Cellular network giant MTN’s interest in filling the void left by Absa on the Springbok jersey has met with a stumbling block in the shape of an old foe – fellow cellphone behemoth Vodacom.
SA Rugby is in negotiations with MTN to step into the sponsorship space so unceremoniously left by Absa at the beginning of last year, with the deal being negotiated on being rumoured to be in the region of R45 million a year.
But long-time competitor and SA Rugby partner Vodacom is one of the main hurdles that needs to be cleared with caution before the deal, which would give the governing body vital relief, is signed.
The main issue is Vodacom’s relationship with SA Rugby, which has been around since Super Rugby began in 1996.
Over the years, Vodacom has been a tournament sponsor for Super Rugby, the Tri Nations and the Vodacom Cup.

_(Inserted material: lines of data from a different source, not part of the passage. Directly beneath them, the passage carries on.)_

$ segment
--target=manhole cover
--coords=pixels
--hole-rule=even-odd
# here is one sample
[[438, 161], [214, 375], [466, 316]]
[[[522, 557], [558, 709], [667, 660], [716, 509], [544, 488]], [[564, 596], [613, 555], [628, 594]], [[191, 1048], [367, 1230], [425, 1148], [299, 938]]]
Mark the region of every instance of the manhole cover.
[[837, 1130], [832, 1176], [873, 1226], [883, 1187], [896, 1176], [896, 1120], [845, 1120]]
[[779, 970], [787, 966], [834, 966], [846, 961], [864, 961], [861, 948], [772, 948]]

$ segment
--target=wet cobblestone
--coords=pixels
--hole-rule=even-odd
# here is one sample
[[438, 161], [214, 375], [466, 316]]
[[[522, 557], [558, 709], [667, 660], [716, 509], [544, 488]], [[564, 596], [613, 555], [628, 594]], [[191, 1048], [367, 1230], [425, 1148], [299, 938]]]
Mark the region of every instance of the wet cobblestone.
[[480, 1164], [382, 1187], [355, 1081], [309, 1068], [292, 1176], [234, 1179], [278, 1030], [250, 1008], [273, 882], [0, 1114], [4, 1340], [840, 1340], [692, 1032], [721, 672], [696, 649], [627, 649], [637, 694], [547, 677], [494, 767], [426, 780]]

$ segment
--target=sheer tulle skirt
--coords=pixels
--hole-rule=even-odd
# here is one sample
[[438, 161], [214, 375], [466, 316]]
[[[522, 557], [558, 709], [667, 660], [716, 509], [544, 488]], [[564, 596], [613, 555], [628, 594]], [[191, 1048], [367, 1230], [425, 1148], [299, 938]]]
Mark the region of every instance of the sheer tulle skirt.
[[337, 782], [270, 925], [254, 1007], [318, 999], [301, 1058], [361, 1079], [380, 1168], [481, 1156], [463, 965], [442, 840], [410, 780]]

While the only tournament it now sponsors is Super Rugby – which would present no material conflict with MTN’s ambitions to sponsor the Springboks because the Rugby Championship and mid-year tours are sponsored by Castle Lager – the sticking point is that it is SA Rugby’s official cellular partner.
A sponsorship expert, who estimated the worth of the contract at about R5 million to R7 million a year, said SA Rugby almost finds itself in a situation where it needs Vodacom to bless the new union with its bitter business rival.
“There’s a long history there and SA Rugby is very respectful of the relationship, so it is being handled sensitively,” he said. “The thing is, Vodacom has supported SA Rugby for more than 20 years and now it is going to a competitor.”
When asked if SA Rugby – which would ideally like to go into the Springboks’ three-test series against France with the MTN logo on the team jerseys – were any closer to concluding negotiations, general manager of communications Andy Colquhoun refused to discuss the matter.
“We don’t talk about these things until they are done,” he said. “Public negotiation in those things doesn’t help.”
Whatever the deadline, SA Rugby would welcome the MTN deal because the rumoured R45 million would go some way towards easing the problems created by Absa’s abrupt withdrawal, even though the sponsorship would be less than the supposed R72 million the bank was paying to be on the Bok jersey.